Investigation findings (M15P0286) in the September 2015 capsizing and sinking of the fishing vessel Caledonian off the west coast of Vancouver Island, British Columbia

Investigations conducted by the Transportation Safety Board of Canada (TSB) are complex – an accident is never caused by just one factor. The September 2015 accident off the west coast of Vancouver Island, British Columbia, was no exception. There were many factors that caused this accident, the details of which are contained in the six findings as to causes and contributing factors. Furthermore, there were five findings as to risk as well as four other findings.
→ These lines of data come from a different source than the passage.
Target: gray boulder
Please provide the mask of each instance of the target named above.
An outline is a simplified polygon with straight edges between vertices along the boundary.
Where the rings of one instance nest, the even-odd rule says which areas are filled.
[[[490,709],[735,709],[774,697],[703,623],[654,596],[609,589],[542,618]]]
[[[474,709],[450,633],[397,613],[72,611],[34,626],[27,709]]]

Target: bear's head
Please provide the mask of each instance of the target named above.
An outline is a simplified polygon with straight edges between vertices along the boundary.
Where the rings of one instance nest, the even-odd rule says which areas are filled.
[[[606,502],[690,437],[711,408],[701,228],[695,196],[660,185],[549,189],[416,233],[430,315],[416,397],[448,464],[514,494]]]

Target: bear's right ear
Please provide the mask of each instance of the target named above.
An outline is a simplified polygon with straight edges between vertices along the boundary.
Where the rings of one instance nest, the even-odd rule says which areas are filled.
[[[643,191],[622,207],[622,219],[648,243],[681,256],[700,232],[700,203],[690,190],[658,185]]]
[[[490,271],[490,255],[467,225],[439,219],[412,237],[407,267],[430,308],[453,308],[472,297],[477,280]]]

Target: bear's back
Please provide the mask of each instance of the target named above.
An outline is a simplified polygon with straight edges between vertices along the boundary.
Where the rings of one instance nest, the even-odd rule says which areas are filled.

Findings as to causes and contributing factors

  1. The Caledonian’s operating practices for consuming fuel/water and for loading fish/seawater differed from those presented in the approved stability booklet and significantly increased the risk of stability loss.
  2. The Caledonian’s lightship weight had increased over the years, exacerbating the risk of stability loss and rendering it vulnerable to the additional forces acting on it at the time of the occurrence.
  3. The cumulative effects of the forces from the water on deck, the sea conditions, the drag of the port side trawl door, and the course alteration also contributed to the loss of the vessel’s righting energy, leading it to capsize.
  4. As no distress signal was received nor was the vessel being actively monitored, search and rescue resources were not alerted until more than 6 hours after the capsizing.
  5. Other than the personal flotation device that the mate was wearing, no other lifesaving appliances were used or deployed before the capsizing, and the life raft, which was fitted with a hydrostatic release unit, did not deploy until approximately 6 hours after the capsizing.
  6. The master drowned, and the engineer and the deckhand sustained fatal injuries during the occurrence. The timing and specific circumstances leading to these injuries could not be determined.

Findings as to risk

  1. If fishermen are not provided with a practical means to monitor and assess freeboard throughout a vessel’s life, there is a risk that a vessel’s lightship weight will increase to a level where it has detrimental effects on stability.
  2. If standards do not ensure that the stability information provided to fishermen is current, comprehensible and relevant to vessel-specific operations, then there is a risk that operating practices will compromise vessel stability.
  3. If fishermen continue to operate their vessels without comprehensively assessing them for emergency preparedness, and do not conduct drills and follow-up briefings, then the risk remains that fishermen will not be prepared in an emergency, which may lead to fatalities.
  4. If fishermen continue not to wear personal flotation devices while on deck and their use is not required at all times, then there is an increased risk of drowning when a fisherman goes overboard.
  5. The safety of fishermen will be compromised until the complex relationship and interdependency among safety issues is recognized and addressed by the fishing community.

Other findings

  1. It was the practice for all crew members to be on deck during fishing operations, leaving safety-critical positions such as the wheelhouse unattended.
  2. The life raft did not deploy immediately after the capsizing and was not accessible to the crew until approximately 6 hours later when the vessel’s aspect changed as it began to sink by the bow.
  3. To address the challenges of finding an optimum stowage position that allows for both manual and automatic activation of the required float-free lifesaving appliances, some operators have installed additional float-free life rafts and emergency position indicating radio beacons beyond those required by Transport Canada.
  4. Covers on the freeing ports limited the amount of water that could ship onto the deck and improved the vessel’s buoyancy and stability, but made it less obvious that the vessel had experienced a significant loss of freeboard over its life.